According to Health Canada's revised position, unlicensed devices may now be disclosed in a manufacturer's response to an RFP provided that:

(a)        A specific health risk is not identified in connection with the unlicensed device; and

(b)       The following conditions are clearly stated:

(i)         The product is not currently licensed for sale in Canada; and

(ii)        The manufacturer may only sell the device after a license for that device has been issued by Health Canada.

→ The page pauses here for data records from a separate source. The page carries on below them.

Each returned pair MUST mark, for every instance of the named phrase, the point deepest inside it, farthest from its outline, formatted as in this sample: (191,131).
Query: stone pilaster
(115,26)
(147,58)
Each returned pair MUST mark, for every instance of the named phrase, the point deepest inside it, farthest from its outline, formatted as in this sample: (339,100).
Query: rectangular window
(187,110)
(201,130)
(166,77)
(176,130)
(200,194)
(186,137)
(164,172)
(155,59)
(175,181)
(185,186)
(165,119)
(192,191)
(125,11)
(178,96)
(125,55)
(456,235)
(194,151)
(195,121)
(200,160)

This new position revises the position taken by Health Canada in a letter to Canadian Hospital Administrators on December 14, 2009, warning that the inclusion of an unlicensed device by a manufacturer in response to an RFP would be in contravention of the Canadian Medical Devices Regulations ("MDR").  Health Canada's prior position was based on Section 26 of the MDR, which prohibits the "offering for sale" of unlicensed Class II, III or IV medical devices.[1]  According to Health Canada, a response to an RFP was an "offering for sale" of a medical device that fell within this prohibition.  This prior position has been the subject of controversy since the time that it was first expressed by Health Canada in 2009, as this approach restricted the presentation of purely informational or otherwise non-promotional details of a manufacturer's medical device products in development.  Moreover, there was some suspicion in the industry that not all medical device manufacturers were observing Health Canada's interpretation of Section 26 of the MDR, such that those who were detailing unlicensed pipeline products in responses to RFPs were gaining an unfair advantage.

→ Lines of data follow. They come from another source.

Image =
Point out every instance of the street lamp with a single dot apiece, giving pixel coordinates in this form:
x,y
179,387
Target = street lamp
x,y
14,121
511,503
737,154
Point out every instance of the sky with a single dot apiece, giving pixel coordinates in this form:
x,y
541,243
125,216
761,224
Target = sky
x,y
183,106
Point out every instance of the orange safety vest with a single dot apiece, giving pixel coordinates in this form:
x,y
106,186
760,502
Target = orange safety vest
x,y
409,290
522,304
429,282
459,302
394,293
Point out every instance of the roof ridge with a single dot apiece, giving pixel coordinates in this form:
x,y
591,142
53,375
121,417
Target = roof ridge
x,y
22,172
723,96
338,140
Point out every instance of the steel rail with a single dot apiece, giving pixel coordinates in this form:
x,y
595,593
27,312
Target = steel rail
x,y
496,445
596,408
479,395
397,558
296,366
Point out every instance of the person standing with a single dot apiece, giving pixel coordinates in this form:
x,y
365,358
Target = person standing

In effect, Health Canada's revised position means that the inclusion of unlicensed products in a response to an RFP will not be an "offering for sale" of that unlicensed device so long at the conditions set out above are fulfilled.  This should be welcome news to manufacturers, and is a credit to Health Canada for revising a controversial position in response to industry feedback.


[1] As defined in the Food and Drugs Act, R.S.C. 1985, c.F-27, "Sell" is expanded to include "offer for sale, expose for sale, have in possession for sale and distribute, whether or not the distribution is made for consideration".